Here we prove that any fully connected Boltzmann machine (with intra-layer edges) can be efficiently simulated with DBMs (without intra-layer connections) as shown in Fig. 1d. The key point is to simulate the interaction between two neurons by a gadget \(\mathop {\sum}\nolimits_h {{{\rm{e}}^{{W_1}\left( {{x_1},h} \right) + {W_2}\left( {{x_2},h} \right)}} = {{\rm{e}}^{{W_0}\left( {{x_1},{x_2}} \right)}}} \).

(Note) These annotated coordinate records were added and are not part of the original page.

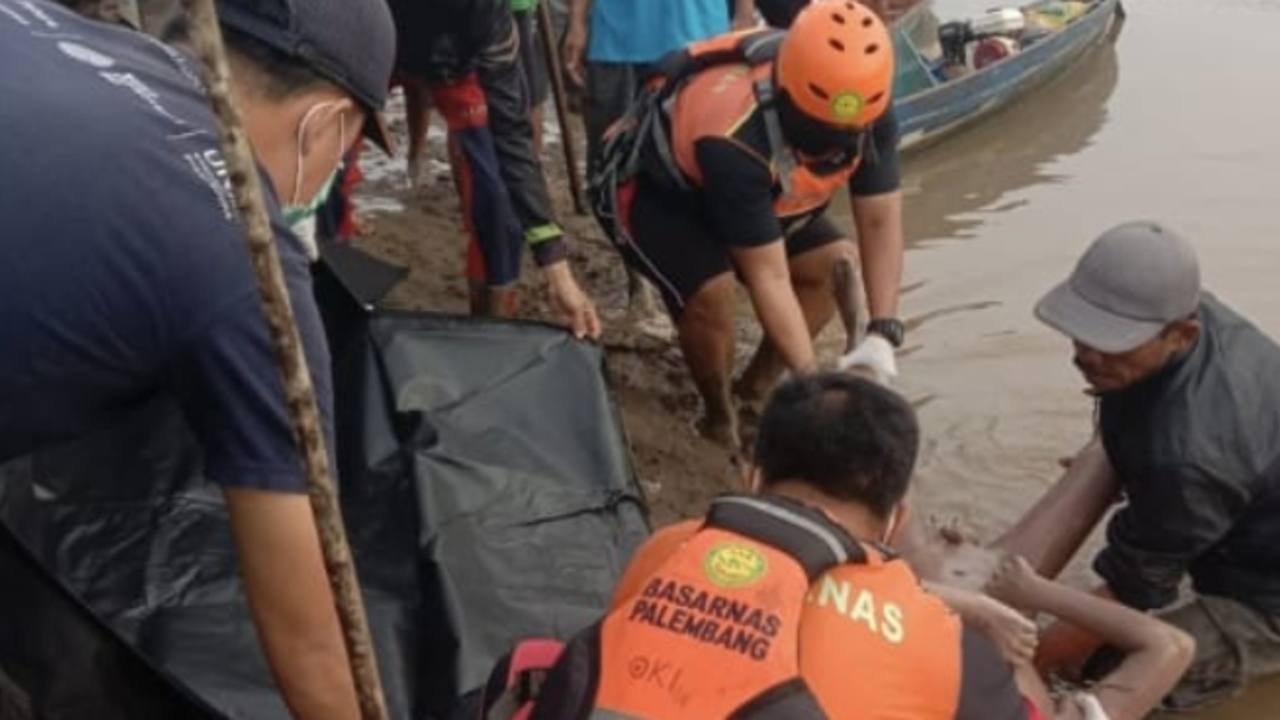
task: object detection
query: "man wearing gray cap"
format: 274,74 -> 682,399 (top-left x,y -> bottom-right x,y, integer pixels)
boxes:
0,0 -> 396,719
1036,222 -> 1280,710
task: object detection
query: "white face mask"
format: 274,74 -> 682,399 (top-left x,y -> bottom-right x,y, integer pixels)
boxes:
280,100 -> 347,227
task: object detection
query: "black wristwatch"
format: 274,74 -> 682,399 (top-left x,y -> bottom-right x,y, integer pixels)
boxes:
867,318 -> 906,350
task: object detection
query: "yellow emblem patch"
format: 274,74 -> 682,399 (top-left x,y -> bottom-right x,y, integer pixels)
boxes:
703,543 -> 769,588
831,92 -> 867,120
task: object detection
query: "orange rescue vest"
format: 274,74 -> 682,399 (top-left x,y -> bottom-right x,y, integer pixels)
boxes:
590,29 -> 858,245
669,63 -> 859,218
532,496 -> 890,720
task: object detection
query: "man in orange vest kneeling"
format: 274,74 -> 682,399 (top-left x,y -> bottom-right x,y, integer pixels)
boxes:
591,0 -> 904,448
532,373 -> 1038,720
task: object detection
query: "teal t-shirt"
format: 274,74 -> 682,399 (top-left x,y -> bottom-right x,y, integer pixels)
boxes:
586,0 -> 730,63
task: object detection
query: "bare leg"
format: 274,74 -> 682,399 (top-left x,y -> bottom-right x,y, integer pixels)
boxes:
992,439 -> 1120,578
737,240 -> 858,402
677,273 -> 739,452
403,77 -> 431,184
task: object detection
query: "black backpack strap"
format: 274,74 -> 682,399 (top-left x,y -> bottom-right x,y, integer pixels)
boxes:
703,495 -> 867,583
730,678 -> 827,720
755,77 -> 796,195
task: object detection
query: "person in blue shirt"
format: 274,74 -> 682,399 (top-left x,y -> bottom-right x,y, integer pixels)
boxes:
0,0 -> 396,719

Suppose the interaction term is Jx 1 x 2 in W 0, we need W 1 + W 2 = a − ln 2 + b(x 1 + x 2)(2h − 1) + c(2h − 1) + d(x 1 + x 2) to simulate the interaction with the aid of hidden neuron h, where the parameters a, b, c, d need to satisfy the equations ea cosh(c) = 1, eaed cosh(b + c) = 1, eae2d cosh(2b + c) = eJ. These equations have solutions, one of them is

$$a = - d = - J{\rm{/}}2,b = - c = - i\,{\rm{arccos}}( {{{\rm{e}}^{J/2}}} ).$$
(8)

Derivation of the weight functions W H and W θ

In the main text, we give the expression for W H and W θ which can be obtained by setting a general form for them as a + bx + ch + dxh and solving the resultant equations for the parameters a, b, c, d. Here, we give the detailed derivation.

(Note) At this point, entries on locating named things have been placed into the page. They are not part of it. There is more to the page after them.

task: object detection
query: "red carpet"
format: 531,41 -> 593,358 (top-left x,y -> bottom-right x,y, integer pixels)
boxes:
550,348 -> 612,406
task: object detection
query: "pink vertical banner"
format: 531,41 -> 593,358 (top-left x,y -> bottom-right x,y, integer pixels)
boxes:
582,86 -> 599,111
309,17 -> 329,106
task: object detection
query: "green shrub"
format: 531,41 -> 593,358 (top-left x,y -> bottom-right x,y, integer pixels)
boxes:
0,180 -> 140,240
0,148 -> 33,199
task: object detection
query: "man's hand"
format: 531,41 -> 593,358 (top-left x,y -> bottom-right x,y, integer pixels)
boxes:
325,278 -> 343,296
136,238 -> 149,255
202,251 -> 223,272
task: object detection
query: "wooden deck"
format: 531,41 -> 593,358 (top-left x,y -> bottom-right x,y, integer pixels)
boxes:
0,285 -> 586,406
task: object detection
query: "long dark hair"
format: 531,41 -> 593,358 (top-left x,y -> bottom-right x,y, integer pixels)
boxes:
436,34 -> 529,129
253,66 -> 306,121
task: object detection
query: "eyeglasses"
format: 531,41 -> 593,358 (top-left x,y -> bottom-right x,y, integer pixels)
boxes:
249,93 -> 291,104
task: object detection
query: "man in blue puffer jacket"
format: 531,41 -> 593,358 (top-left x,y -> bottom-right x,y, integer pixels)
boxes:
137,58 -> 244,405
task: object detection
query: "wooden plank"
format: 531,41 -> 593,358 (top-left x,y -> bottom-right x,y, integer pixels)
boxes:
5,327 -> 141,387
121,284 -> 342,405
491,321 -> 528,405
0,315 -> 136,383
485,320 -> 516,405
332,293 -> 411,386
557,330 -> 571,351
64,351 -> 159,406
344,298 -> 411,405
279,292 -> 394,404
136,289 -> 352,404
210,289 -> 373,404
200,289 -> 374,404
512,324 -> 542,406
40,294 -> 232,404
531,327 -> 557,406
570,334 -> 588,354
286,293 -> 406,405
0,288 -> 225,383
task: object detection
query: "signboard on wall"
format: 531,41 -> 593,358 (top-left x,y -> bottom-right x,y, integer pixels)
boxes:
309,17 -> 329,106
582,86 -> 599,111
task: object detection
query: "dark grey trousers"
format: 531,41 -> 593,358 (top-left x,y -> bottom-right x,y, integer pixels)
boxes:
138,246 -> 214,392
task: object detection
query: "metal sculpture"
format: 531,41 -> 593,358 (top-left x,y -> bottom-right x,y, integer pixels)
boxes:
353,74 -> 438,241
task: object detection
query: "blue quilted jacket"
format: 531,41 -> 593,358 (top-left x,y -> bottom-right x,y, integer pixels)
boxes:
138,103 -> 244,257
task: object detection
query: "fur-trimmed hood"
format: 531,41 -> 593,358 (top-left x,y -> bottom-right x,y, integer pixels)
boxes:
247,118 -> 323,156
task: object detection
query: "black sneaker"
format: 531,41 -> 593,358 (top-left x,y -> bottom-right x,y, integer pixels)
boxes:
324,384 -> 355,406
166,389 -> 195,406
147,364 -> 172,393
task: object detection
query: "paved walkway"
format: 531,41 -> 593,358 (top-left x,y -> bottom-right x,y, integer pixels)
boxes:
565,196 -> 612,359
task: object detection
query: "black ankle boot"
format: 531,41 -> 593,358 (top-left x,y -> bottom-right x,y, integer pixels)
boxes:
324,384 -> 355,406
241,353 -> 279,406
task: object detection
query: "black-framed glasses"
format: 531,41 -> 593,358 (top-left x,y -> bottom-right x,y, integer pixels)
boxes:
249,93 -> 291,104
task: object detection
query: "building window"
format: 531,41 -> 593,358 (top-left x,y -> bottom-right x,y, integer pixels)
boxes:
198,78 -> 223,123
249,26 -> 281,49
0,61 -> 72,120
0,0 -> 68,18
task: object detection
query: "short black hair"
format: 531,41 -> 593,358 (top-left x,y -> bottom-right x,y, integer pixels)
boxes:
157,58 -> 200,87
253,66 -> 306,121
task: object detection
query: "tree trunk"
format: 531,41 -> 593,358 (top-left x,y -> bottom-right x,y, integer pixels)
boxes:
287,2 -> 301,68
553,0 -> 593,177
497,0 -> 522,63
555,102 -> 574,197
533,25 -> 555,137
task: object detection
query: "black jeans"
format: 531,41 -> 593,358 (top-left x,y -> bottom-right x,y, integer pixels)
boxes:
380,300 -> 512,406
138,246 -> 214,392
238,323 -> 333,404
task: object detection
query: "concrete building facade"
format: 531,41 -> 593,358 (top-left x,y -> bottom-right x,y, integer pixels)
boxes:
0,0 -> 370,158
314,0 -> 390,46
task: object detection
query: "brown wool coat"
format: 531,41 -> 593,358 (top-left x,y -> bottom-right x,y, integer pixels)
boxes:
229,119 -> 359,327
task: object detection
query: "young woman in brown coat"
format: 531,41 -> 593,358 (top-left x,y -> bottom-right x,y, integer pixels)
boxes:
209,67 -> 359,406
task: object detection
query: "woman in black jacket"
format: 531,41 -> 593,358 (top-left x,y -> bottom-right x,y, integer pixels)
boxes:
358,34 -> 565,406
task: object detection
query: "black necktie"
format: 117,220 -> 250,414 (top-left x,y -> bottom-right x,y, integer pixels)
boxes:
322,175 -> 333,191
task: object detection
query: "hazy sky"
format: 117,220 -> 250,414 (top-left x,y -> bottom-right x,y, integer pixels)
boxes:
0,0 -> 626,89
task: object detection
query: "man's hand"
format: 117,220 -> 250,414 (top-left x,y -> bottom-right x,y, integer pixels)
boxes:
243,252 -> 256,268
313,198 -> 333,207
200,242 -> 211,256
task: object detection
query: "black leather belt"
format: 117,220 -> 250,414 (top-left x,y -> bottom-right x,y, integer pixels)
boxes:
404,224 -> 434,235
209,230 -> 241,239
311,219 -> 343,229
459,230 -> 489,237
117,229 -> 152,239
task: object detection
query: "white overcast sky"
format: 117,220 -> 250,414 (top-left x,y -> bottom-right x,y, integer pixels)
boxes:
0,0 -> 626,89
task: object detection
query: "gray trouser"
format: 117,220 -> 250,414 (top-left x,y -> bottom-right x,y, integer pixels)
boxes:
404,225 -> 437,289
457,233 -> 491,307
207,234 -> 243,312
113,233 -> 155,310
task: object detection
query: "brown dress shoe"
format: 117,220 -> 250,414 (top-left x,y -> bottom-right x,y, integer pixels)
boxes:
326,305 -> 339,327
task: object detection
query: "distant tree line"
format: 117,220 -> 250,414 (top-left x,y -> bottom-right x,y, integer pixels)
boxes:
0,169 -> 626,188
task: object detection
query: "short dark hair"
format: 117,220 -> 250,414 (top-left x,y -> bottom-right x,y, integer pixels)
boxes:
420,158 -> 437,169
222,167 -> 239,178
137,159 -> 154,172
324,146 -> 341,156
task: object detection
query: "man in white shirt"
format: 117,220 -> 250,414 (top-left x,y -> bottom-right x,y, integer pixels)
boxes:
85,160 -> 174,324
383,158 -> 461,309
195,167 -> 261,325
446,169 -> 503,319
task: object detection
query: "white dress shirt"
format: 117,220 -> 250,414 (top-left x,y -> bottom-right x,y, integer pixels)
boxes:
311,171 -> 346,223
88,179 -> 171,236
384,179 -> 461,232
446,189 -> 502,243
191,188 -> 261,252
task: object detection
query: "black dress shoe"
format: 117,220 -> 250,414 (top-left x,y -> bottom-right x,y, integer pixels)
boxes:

For the Hadamard gadget which is used to construct RBM representation for graph states and simulate H and CZ gates, the equation we need to solve is

$$\mathop {\sum}\limits_{h = 0,1} {{{\rm{e}}^{{W_{\rm{H}}}\left( {{x_{1,}}h} \right) + {W_{\rm{H}}}\left( {{x_{2,}}h} \right)}} = {H_{{x_1}{x_2}}}} ,$$
(9)

where the correlation

$${H_{{x_1}{x_2}}} = \frac{{{{( - 1)}^{{x_1}{x_2}}}}}{{\sqrt 2 }} = {\rm{cos}}\left( {\frac{\pi }{4}\left[ {2\left( {{x_1} + {x_2}} \right) - 1} \right]} \right).$$
(10)

The last step in Eq. (10) is valid since we have \({H_{{x_1}{x_2}}} = 1{\rm{/}}\sqrt 2 \), 1/\(\sqrt 2 \), −1/\(\sqrt 2 \) when x 1 + x 2 = 0, 1, 2, respectively. Using the relation

$${\rm{cos}}\,X = \frac{{{{\rm{e}}^{iX}} + {{\rm{e}}^{ - iX}}}}{2} = \mathop {\sum}\limits_h {{{\rm{e}}^{iX(2h - 1) - {\rm{ln}}\,2}}} ,$$
(11)

with X = π/4[2(x 1 + x 2) − 1], we get

$${W_{\rm{H}}}\left( {{x_{i,}}h} \right) = i\pi {x_i}h - i\pi \left[ {2{x_i} + h} \right]{\rm{/}}4 + \left( {i\pi {\rm{/}}4 - {\rm{ln}}\,2} \right){\rm{/}}2,$$

for x i  = x 1 or x 2.

For the phase gadget which is used to simulate Z(θ) gate, it needs to satisfy

$$\mathop {\sum}\limits_{h = 0,1} {{{\rm{e}}^{{W_\theta }\left( {{x_{1,}}h} \right) + {W_\theta }\left( {{x_{2,}}h} \right)}} = Z{{(\theta )}_{{x_1}{x_2}}} = {\delta _{{x_1}{x_2}}}{{\rm{e}}^{i\theta {x_1}}}} .$$
(12)

We simulate \({\delta _{{x_1}{x_2}}}\) by the following observation:

$${\delta _{{x_1}{x_2}}} = \frac{{1 + {{\rm{e}}^{i\pi \left( {{x_1} + {x_2}} \right)}}}}{2} = \mathop {\sum}\limits_h {{\rm{e}}^{i\pi \left( {{x_1} + {x_2}} \right)h - {\rm{ln}}\,2}}.$$
(13)

Note that \({\delta _{{x_1}{x_2}}}{{\rm{e}}^{i\theta {x_1}}} = {\delta _{{x_1}{x_2}}}{{\rm{e}}^{i\theta \left( {{x_1} + {x_2}} \right)/2}}\), we have the solution

$${W_\theta }\left( {{x_{i,}}h} \right) = i\pi {x_i}h + \left( {i\theta {x_i} - {\rm{ln}}\,2} \right){\rm{/}}2.$$
(14)

Data availability

The data that support the findings of this study are available from the corresponding author upon request.